The switch to Skype was part of a larger overhaul of RNC's telecommunications systems. The firm had been using several conventional business lines from Verizon with Verizon-provided trunking services. It switched this year to using a virtual PBX service from RingCentral Inc. The main motive was economy. With line, trunking and long distance charges, the company was paying Verizon about $180 a month for telephone service—too much, the partners thought, for such a small company.

RingCentral provides a single toll-free number for incoming calls. Configurable auto attendant and find-me-follow-me features let users program the system to forward incoming calls to an appropriate virtual extension—typically an existing business or residential line, cell phone or Vonage-style VoIP line. RingCentral also includes a bucket of minutes for forwarded calls, 500 a month with the service RNC chose.

The RNC partners bought SkypeIn phone numbers so they could receive calls forwarded from RingCentral on their computers. They also, of course, wanted to save money. SkypeIn gives users a PSTN (Public Switched Telephone Network) phone number that callers on regular phones can dial to reach them on their computers. Skype switches SkypeIn calls from the PSTN to the Internet and delivers them to users' computers as it would any PC-to-PC Skype call. Each SkypeIn phone number costs €10 for three months or €30 for the year, or about $3.25 or $4.30 a month.

You can choose a number from any of 14 countries, including the United States, Britain, France, Germany, Australia, and China. U.S. numbers are available now from 244 area codes. Lane ended up getting a Las Vegas number, but it doesn't really matter, he says, because it's only used to route RingCentral calls to Skype. When the partners talk to each other over Skype, they place calls PC to PC using the Skype software.

RNC's RingCentral auto attendant gives callers options such as 'press one for sales, press two for service.' If the caller presses one, he may be routed to Lane or one of his partners, depending on time of day or day of week. If the call is routed to Lane, it will first try his SkypeIn number. If he doesn't answer on Skype, it will try his cell phone, and then his home phone.

RingCentral also provides Call Controller software that Lane can use to reroute a call in real time. When a RingCentral call comes in, a message pops up on his laptop screen with the caller's name and number and four options: accept the call, reject it, send it directly to voice mail, or reply. When he clicks the accept option, a drop-down list lets him choose the number to which RingCentral forwards the call. This comes in handy if he finds himself in a hotel where Skype doesn't work well. He can simply reroute the call to his cell phone.

RNC also uses SkypeOut for long distance calls. This is the Skype service that allows users to call a PSTN line from their computer.

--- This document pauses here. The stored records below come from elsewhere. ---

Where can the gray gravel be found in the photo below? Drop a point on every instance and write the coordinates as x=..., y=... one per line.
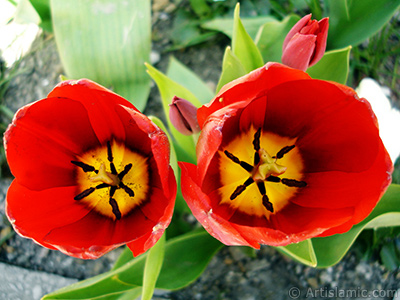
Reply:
x=17, y=283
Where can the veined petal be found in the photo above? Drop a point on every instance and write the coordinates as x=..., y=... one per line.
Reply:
x=31, y=214
x=100, y=104
x=300, y=159
x=40, y=145
x=246, y=88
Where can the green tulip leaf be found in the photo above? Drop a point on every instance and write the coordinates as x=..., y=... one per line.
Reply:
x=152, y=268
x=353, y=21
x=327, y=251
x=333, y=66
x=185, y=259
x=181, y=74
x=25, y=13
x=232, y=68
x=302, y=252
x=168, y=89
x=107, y=42
x=271, y=36
x=225, y=25
x=42, y=7
x=243, y=46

It costs €0.017 per minute to call anywhere in North America, western Europe, Australia, New Zealand or parts of southeast Asia and South America. Calls to other regions are priced individually but rarely cost more than a few cents. RNC spends bout $3 or $4 a month on SkypeOut calls, Lane says.

"I like to use SkypeOut when I'm working at home so I don't tie up the phone for the kids," he says. "And it's a lot cheaper than having another phone line."

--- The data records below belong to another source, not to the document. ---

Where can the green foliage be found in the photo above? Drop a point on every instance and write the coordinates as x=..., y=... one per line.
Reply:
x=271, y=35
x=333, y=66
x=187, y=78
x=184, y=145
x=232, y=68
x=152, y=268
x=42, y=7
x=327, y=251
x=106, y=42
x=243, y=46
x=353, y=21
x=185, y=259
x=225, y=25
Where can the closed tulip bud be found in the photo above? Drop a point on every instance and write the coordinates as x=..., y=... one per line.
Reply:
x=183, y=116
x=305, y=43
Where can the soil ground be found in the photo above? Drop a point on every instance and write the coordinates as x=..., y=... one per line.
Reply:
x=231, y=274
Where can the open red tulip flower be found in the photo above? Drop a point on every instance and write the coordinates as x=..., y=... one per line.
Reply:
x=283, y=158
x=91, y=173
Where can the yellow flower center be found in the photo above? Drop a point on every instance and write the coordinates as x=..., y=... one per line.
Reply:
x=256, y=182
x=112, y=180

RNC has halved its phone bill since switching to RingCentral and Skype, but a good part of the saving is attributable to RingCentral. The firm saves about $30 to $40 a month by using Skype, Lane estimates.

Is it worth the downside risks? Lane doesn't see much in the way of downsides. He considers using his computer as a phone to be a benefit. And for a small Web-centric firm like RNC, dealing for the most part with tech-savvy clients, the occasional flaky call is probably not a big deal. If you're a realtor or stock broker, it may be a different matter. While we don't see mass adoption of Skype for business anytime soon, there are probably many more small outfits that could benefit from using it.